ConnectedComponents has better asymptotics for sparse graphs. The  
connected components in a graph can be found in O(n + m) time, where n is  
the number of vertices and m is the number of edges. So for sparse graphs  
the time should grow linearly:

In[3]:=
agg3[n_, Lpair_] := Module[
   {dfs, LLadj, LvisitF, cc, cur, h, ans},
   dfs[v_] :=
     (LvisitF[[v]] = 1;
      cc = {cc, v};
      If[LvisitF[[#]] == 0, dfs[#]]& /@
        LLadj[[v]];);
   LLadj = Array[{}&, n];
   (LLadj[[#]] = {LLadj[[#]], #2};
    LLadj[[#2]] = {LLadj[[#2]], #}
   )& @@@ Lpair;
   LLadj = Flatten /@ LLadj;
   LvisitF = Array[0&, n];
   cur = 0;
   ans = h[];
   Block[{$RecursionLimit = Infinity},
     While[cur++ < n,
       If[LvisitF[[cur]] == 0,
         cc = {};
         dfs[cur];
         ans = h[ans, cc]
   ]]];
   List @@ Flatten /@ Flatten[ans, Infinity, h]
]

In[4]:=
n = 10000;
pairs = Array[Random[Integer, {1, n}]&, {n, 2}];
t1 = {Timing[agg2[n, pairs];], Timing[agg3[n, pairs];]}[[All, 1]]
n = 20000;
pairs = Array[Random[Integer, {1, n}]&, {n, 2}];
t2 = {Timing[agg2[n, pairs];], Timing[agg3[n, pairs];]}[[All, 1]]
t2/t1

Out[6]= {1.032*Second, 0.281*Second}

Out[9]= {4.578*Second, 0.547*Second}

Out[10]= {4.4360465, 1.9466192}

agg2 isn't up to par here, because it seems to perform as O(n^2) or worse.  
It does show linear behaviour when the number of edges is around 10*n  
(well, roughly linear, because Complement is already n*Log[n]).
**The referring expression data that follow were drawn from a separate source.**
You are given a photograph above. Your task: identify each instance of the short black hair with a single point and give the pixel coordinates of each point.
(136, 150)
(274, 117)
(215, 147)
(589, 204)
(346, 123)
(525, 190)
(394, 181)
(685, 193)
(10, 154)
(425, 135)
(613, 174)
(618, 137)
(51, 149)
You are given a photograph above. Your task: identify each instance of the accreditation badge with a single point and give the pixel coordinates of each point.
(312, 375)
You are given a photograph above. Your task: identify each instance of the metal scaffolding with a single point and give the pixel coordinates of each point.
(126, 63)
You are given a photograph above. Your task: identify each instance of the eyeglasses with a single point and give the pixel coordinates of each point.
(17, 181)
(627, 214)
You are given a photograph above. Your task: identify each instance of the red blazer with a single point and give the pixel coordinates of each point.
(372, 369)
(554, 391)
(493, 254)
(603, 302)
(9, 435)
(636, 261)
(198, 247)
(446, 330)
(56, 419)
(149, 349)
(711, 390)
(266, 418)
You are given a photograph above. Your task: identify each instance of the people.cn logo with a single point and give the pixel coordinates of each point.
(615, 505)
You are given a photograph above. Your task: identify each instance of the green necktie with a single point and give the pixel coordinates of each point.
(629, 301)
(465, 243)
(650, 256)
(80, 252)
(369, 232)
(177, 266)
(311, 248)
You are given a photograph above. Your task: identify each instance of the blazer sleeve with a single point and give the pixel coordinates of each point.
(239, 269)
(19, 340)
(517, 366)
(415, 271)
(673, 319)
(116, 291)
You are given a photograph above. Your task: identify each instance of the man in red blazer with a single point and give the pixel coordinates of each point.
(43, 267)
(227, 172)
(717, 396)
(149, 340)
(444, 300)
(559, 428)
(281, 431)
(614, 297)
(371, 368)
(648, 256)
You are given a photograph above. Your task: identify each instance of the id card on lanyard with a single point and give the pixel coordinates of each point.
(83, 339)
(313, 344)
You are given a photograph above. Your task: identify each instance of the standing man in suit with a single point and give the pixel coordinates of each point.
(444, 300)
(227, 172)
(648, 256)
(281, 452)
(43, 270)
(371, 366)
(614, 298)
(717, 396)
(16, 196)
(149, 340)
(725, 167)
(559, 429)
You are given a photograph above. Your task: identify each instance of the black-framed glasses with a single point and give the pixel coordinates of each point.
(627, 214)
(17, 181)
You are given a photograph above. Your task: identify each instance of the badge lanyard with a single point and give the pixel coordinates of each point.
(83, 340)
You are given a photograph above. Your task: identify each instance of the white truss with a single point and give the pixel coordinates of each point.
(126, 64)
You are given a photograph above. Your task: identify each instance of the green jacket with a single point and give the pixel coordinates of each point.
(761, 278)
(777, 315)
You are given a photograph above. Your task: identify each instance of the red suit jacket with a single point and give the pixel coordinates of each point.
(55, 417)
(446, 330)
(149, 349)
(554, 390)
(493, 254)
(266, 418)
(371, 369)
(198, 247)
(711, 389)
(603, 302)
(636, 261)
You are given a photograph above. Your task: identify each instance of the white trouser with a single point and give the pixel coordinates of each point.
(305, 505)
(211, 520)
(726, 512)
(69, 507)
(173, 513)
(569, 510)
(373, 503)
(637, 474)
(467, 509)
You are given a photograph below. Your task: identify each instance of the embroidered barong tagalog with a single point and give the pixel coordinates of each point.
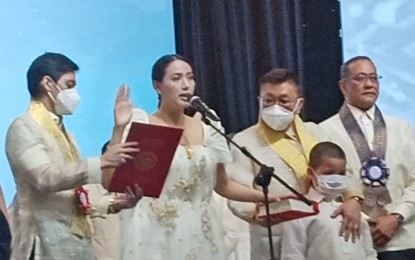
(40, 114)
(374, 171)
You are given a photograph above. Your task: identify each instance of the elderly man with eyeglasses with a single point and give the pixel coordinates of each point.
(283, 141)
(380, 151)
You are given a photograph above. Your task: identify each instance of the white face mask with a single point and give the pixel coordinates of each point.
(331, 185)
(66, 101)
(278, 117)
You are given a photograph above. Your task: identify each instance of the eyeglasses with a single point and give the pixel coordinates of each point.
(267, 101)
(361, 78)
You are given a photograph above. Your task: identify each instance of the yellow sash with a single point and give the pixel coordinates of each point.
(40, 114)
(289, 153)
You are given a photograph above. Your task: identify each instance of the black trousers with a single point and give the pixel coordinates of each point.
(407, 254)
(5, 237)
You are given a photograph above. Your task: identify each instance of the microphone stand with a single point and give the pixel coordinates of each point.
(263, 179)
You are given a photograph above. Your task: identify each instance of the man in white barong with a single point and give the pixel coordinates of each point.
(283, 141)
(380, 152)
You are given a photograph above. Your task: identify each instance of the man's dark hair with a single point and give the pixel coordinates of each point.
(345, 70)
(325, 149)
(48, 64)
(281, 75)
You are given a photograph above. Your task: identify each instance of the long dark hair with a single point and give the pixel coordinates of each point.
(159, 71)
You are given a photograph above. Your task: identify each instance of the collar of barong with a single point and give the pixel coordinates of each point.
(374, 171)
(295, 156)
(42, 116)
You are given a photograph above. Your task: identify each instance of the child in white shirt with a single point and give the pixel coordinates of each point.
(317, 237)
For dense  
graphs both methods are quadratic, but matrix multiplication is faster.

The ConnectedComponents routine from Combinatorica uses the same  
depth-first search algorithm, so it should have the same O(n + m)  
complexity, but it doesn't (partially due to abundant use of AppendTo).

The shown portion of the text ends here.